10.12.16

La fabrique des pervers – Sophie Chauveau


Il aura fallu le hasard pour que Sophie Chauveau ose réaliser et publier son dernier livre. En effet, après la parution de son roman « Noces de charbon », une lectrice la contacte et lui propose de se rencontrer. Quelque chose dans le courrier reçu interpelle l’auteur qui, du coup, accepte la proposition. Très vite, les deux femmes vont comprendre qu’elles sont en fait cousines et que toutes deux ont vécu un même traumatisme, inavoué, refoulé au plus profond d’elles-mêmes : l’inceste.

Rassemblant leur courage et leurs informations, elles vont mener une sorte de gigantesque enquête familiale sur cinq générations pour arriver à un constat accablant : leur famille est une véritable fabrique de pervers.

Depuis l’acte fondateur du patriarche qui sut tirer parti de la guerre de 1870 et du siège de Paris pour faire fortune et établir ce qui allait devenir l’épicerie de luxe de la Madeleine, les hommes usent et abusent de tous les droits sur les femmes et les enfants de la tribu familiale.
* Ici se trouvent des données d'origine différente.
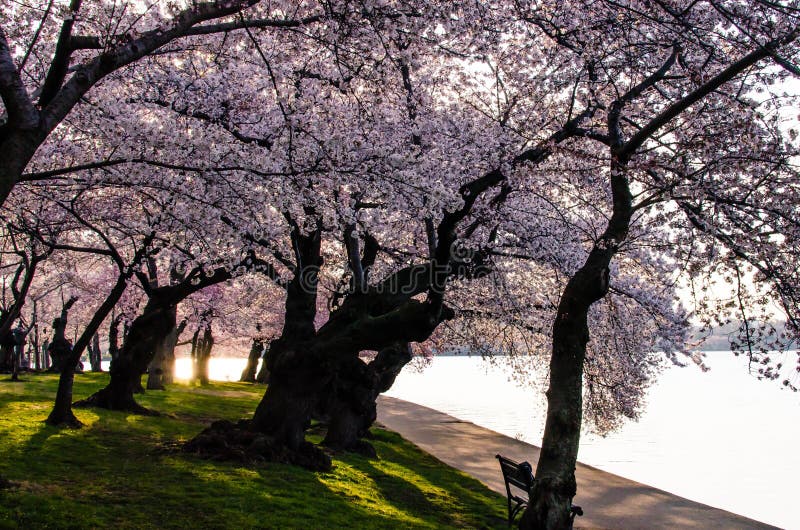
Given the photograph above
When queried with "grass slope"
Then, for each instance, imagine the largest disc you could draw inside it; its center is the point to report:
(124, 471)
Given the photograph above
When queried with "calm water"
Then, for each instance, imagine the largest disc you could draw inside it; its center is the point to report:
(722, 437)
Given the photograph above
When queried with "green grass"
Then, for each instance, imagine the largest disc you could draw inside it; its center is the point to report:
(124, 471)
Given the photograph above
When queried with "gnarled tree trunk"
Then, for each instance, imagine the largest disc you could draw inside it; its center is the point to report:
(158, 365)
(352, 402)
(95, 355)
(555, 487)
(249, 372)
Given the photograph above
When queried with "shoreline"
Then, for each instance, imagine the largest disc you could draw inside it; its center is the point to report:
(608, 500)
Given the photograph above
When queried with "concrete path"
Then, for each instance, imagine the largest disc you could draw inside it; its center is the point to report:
(608, 501)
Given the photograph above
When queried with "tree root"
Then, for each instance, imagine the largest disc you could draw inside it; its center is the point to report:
(225, 440)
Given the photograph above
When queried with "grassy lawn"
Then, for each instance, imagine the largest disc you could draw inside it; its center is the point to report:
(124, 471)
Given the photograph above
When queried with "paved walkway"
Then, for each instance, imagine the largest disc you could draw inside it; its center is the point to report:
(609, 501)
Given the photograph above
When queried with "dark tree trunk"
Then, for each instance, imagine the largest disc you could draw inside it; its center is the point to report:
(169, 353)
(353, 406)
(555, 487)
(204, 346)
(158, 366)
(95, 355)
(15, 359)
(293, 382)
(62, 350)
(263, 372)
(249, 372)
(138, 349)
(113, 337)
(45, 356)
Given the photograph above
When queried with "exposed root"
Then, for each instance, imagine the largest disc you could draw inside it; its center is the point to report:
(225, 440)
(69, 421)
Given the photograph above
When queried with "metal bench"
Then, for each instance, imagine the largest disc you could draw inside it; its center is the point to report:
(519, 476)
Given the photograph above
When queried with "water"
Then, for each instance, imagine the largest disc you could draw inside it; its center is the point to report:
(721, 437)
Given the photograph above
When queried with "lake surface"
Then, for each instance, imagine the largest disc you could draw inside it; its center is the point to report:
(721, 437)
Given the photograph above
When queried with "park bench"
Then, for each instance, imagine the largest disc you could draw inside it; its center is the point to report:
(519, 476)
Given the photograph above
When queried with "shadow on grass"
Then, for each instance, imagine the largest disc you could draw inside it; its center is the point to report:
(121, 470)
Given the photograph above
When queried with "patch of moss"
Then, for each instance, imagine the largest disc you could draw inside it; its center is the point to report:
(123, 471)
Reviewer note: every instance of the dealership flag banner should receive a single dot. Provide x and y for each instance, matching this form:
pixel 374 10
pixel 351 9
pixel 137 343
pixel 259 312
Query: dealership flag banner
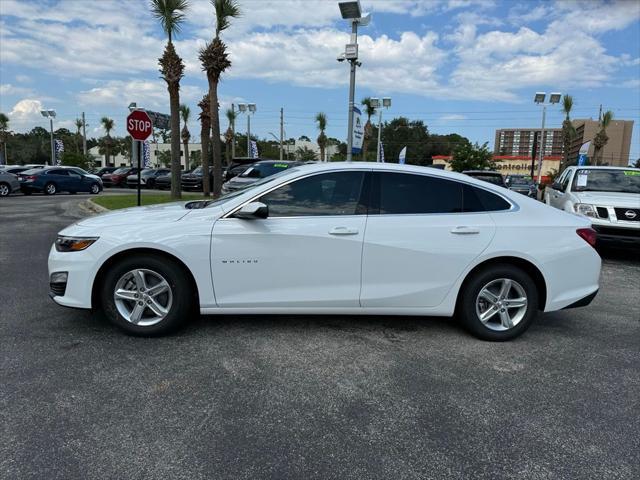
pixel 59 148
pixel 358 131
pixel 146 154
pixel 582 155
pixel 402 156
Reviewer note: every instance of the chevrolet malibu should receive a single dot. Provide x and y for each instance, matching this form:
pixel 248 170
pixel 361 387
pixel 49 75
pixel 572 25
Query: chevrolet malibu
pixel 350 238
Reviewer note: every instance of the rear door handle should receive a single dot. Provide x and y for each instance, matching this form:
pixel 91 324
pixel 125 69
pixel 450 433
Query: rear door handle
pixel 464 230
pixel 343 231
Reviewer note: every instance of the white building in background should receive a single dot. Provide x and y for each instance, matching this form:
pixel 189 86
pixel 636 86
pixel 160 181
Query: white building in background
pixel 122 161
pixel 290 150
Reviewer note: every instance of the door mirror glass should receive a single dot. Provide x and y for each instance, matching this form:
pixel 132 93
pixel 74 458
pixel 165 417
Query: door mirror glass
pixel 253 210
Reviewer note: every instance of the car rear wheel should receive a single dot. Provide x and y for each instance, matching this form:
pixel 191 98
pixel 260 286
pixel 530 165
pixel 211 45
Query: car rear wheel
pixel 498 303
pixel 50 189
pixel 147 295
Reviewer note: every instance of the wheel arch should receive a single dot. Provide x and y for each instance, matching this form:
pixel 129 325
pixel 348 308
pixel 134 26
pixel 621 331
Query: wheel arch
pixel 528 267
pixel 118 256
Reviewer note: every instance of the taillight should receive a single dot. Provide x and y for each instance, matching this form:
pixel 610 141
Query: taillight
pixel 588 235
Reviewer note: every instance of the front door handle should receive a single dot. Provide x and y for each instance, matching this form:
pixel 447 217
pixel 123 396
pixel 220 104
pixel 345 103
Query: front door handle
pixel 465 230
pixel 343 231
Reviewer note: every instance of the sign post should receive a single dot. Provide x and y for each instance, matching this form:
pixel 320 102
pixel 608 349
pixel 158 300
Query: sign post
pixel 140 127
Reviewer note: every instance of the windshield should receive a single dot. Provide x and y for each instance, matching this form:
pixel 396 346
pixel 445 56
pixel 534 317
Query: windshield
pixel 250 186
pixel 495 179
pixel 264 170
pixel 622 181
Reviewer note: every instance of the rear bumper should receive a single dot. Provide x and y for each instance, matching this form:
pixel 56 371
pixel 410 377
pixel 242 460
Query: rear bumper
pixel 583 302
pixel 626 236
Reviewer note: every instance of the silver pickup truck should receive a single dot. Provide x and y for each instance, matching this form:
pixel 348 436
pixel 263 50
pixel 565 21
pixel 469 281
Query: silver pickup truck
pixel 608 196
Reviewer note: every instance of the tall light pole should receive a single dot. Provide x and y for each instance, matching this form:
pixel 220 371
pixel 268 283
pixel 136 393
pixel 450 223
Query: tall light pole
pixel 351 11
pixel 50 114
pixel 248 108
pixel 539 99
pixel 375 103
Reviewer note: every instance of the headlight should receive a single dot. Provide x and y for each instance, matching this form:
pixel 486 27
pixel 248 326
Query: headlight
pixel 73 244
pixel 585 209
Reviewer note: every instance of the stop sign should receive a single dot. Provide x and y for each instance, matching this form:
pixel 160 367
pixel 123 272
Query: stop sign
pixel 139 125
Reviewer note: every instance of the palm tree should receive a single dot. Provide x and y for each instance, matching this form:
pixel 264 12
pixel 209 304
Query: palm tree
pixel 185 111
pixel 568 130
pixel 107 124
pixel 171 14
pixel 215 61
pixel 228 135
pixel 368 128
pixel 205 131
pixel 78 128
pixel 601 138
pixel 4 126
pixel 321 120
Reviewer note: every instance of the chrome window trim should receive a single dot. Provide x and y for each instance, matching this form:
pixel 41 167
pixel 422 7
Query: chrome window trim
pixel 514 207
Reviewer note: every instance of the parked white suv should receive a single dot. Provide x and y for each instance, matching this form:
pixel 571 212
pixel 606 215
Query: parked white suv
pixel 608 196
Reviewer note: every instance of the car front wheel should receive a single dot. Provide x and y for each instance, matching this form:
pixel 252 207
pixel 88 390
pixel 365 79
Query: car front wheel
pixel 498 303
pixel 50 189
pixel 147 295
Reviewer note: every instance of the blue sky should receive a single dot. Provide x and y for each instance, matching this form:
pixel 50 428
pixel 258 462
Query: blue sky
pixel 463 66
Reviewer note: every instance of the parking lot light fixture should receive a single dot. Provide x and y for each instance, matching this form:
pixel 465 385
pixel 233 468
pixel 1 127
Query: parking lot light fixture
pixel 351 11
pixel 539 99
pixel 50 114
pixel 376 103
pixel 249 109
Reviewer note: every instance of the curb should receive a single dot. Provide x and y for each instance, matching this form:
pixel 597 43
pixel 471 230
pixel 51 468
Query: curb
pixel 92 208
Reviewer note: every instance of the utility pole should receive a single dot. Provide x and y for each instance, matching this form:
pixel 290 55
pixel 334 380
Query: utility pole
pixel 281 133
pixel 233 132
pixel 84 136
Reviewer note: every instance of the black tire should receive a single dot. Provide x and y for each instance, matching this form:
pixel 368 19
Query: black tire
pixel 50 189
pixel 469 296
pixel 183 297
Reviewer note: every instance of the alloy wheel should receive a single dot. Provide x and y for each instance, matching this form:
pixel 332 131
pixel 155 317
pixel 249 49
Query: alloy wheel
pixel 143 297
pixel 501 304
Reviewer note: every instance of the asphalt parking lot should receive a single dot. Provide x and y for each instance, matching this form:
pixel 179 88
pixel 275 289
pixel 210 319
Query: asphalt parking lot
pixel 308 397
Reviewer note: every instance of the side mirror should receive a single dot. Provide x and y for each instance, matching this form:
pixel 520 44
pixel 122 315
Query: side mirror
pixel 252 211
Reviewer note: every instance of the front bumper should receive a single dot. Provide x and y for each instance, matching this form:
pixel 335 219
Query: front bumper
pixel 80 267
pixel 625 236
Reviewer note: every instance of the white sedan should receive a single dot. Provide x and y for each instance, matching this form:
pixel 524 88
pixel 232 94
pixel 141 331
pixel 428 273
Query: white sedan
pixel 333 238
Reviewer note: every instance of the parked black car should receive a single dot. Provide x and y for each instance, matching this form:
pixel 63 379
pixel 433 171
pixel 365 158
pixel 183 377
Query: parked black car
pixel 193 180
pixel 522 184
pixel 238 165
pixel 490 176
pixel 52 180
pixel 255 172
pixel 147 177
pixel 103 170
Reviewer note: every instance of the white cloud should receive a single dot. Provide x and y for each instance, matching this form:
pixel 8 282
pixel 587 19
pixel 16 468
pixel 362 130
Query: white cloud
pixel 453 116
pixel 150 94
pixel 9 89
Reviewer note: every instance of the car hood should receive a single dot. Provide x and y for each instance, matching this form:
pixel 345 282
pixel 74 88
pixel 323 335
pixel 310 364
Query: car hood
pixel 610 199
pixel 168 212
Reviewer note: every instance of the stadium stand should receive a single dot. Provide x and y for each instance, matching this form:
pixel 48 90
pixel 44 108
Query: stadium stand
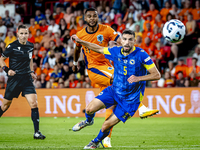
pixel 51 23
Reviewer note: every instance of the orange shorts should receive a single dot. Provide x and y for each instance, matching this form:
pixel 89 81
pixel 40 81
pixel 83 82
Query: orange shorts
pixel 101 75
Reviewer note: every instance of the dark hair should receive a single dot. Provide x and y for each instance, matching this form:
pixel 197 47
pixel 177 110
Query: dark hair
pixel 90 9
pixel 22 27
pixel 127 31
pixel 195 58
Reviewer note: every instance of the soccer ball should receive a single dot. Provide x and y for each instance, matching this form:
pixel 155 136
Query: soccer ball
pixel 174 30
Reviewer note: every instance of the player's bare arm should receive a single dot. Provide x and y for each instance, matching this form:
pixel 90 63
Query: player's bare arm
pixel 5 68
pixel 91 46
pixel 154 75
pixel 76 56
pixel 32 72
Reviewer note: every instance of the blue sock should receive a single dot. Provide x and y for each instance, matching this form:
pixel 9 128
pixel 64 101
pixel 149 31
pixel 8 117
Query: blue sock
pixel 89 117
pixel 101 136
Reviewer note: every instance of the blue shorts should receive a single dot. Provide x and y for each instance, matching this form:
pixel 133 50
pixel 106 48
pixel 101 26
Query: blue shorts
pixel 122 109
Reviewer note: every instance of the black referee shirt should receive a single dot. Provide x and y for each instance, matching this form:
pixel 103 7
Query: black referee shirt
pixel 19 56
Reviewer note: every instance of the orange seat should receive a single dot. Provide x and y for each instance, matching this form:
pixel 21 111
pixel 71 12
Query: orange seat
pixel 189 61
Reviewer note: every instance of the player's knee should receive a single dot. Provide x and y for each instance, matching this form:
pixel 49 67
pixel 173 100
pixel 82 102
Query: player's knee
pixel 106 127
pixel 6 105
pixel 33 104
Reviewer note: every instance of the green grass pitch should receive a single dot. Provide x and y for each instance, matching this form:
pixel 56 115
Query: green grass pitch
pixel 151 133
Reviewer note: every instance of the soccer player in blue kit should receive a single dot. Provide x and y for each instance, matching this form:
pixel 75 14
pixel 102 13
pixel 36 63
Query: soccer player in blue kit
pixel 130 75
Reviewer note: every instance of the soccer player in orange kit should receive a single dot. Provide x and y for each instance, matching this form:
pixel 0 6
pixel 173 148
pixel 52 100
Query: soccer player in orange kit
pixel 98 67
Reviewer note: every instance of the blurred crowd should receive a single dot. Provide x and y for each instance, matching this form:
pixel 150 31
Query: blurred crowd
pixel 50 31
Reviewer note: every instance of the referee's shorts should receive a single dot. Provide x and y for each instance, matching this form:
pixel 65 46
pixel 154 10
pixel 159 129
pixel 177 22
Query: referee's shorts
pixel 17 84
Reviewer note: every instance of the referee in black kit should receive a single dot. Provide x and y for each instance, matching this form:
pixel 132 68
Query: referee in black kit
pixel 21 76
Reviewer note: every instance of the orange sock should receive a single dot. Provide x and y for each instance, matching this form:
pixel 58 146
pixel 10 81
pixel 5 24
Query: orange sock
pixel 108 113
pixel 140 105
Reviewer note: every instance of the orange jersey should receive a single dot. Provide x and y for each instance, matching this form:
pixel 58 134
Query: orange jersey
pixel 147 34
pixel 156 37
pixel 191 69
pixel 101 37
pixel 159 53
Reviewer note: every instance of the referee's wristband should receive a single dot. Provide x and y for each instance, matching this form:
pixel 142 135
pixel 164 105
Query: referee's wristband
pixel 75 63
pixel 6 69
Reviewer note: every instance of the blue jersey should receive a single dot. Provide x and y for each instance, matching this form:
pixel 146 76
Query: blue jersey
pixel 136 63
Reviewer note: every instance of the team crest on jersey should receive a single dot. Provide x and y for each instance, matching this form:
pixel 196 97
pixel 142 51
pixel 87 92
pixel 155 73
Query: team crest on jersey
pixel 132 62
pixel 100 38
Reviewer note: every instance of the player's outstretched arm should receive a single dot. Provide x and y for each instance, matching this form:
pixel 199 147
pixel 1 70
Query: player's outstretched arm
pixel 2 63
pixel 91 46
pixel 154 75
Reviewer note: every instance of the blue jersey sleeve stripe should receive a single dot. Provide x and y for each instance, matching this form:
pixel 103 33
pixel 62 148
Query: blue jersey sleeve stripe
pixel 85 58
pixel 116 37
pixel 95 70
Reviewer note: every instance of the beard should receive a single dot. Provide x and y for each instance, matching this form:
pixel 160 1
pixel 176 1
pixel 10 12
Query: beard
pixel 127 50
pixel 92 25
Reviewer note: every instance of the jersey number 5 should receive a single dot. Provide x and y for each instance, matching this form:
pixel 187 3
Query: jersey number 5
pixel 125 70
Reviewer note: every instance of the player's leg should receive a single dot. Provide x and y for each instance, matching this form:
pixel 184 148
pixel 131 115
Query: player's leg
pixel 104 132
pixel 92 107
pixel 145 112
pixel 5 105
pixel 107 140
pixel 32 100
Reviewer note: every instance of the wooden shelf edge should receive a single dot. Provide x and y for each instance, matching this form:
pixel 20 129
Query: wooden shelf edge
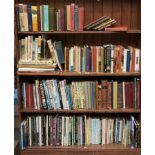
pixel 77 74
pixel 83 148
pixel 81 111
pixel 82 32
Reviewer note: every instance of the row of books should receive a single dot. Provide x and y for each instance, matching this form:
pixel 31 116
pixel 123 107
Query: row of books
pixel 36 54
pixel 79 130
pixel 106 58
pixel 100 23
pixel 47 18
pixel 104 94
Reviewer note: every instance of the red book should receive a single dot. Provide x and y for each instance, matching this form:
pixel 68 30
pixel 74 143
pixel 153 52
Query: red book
pixel 126 95
pixel 131 95
pixel 80 18
pixel 27 95
pixel 117 28
pixel 104 93
pixel 138 95
pixel 31 97
pixel 95 52
pixel 72 16
pixel 62 20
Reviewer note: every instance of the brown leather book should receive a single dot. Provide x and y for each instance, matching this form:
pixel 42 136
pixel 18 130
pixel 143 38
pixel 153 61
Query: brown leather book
pixel 116 28
pixel 80 18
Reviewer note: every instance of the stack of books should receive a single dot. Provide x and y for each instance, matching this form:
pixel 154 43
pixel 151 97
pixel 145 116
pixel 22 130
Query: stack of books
pixel 47 18
pixel 48 130
pixel 104 94
pixel 106 58
pixel 100 24
pixel 39 54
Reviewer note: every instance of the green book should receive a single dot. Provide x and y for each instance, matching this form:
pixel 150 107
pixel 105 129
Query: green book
pixel 51 19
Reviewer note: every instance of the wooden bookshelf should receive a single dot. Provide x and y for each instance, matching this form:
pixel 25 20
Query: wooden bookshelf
pixel 132 74
pixel 126 13
pixel 104 149
pixel 80 32
pixel 82 111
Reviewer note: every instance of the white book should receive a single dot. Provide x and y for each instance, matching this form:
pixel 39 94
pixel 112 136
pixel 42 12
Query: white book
pixel 123 95
pixel 46 130
pixel 137 60
pixel 125 60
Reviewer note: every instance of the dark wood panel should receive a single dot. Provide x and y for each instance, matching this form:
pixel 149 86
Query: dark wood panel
pixel 107 8
pixel 126 9
pixel 116 11
pixel 88 6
Aucun interdit, les épouses des frères s’échangeant comme autant de maîtresses, les adultes se promenant nus pendant les deux ou trois mois de congés d’été que la haute bourgeoisie s’accorde. Mais, surtout, les hommes ont tout pouvoir sur les enfants, garçons ou filles, pratiquant toute sorte de pénétration et allant, sans doute, jusqu’à engrosser leur propre descendance. Tout cela avec la complicité des femmes et des mères soucieuses avant tout de protéger leur statut social et les apparences. Car, tant que cela ne sort pas de la famille, quel est le problème ?

Le problème, on le sait désormais, c’est le traumatisme irréparable éprouvé par un enfant qui n’a d’autre choix que de subir l’autorité parentale comme celle des adultes référents. Ce qu’on leur impose n’est pas agréable, souvent physiquement douloureux osent-ils se dire, sans comprendre. Mais,  personne ne faisant de remarque, tout ceci ne peut être au fond que normal.

Alors, avec courage, Sophie Chauveau devenue largement adulte, épouse et mère ose enfin raconter, révélant de façon pudique mais révoltée le scandale familial. Elle s’y interroge aussi sur la façon dont l’Etat a protégé – et continue de le faire dans une certaine mesure en imposant des délais de forclusion et des limites d’âge pour porter plainte – les adultes pervers et pédophiles vis-à-vis d’enfants démunis. Elle rappelle qu’il faut de longues années, parfois des décennies, pour oser enfin agir, une fois admis qu’enfant, on n’était pas coupable, que l’on n’aimait pas cela contrairement aux affirmations éhontées des amuseurs.

Certes, le livre de Sophie Couteau est un peu trop long mais il faut du temps et des pages pour crier sa souffrance et l’expulser de soi en espérant enfin être libérée.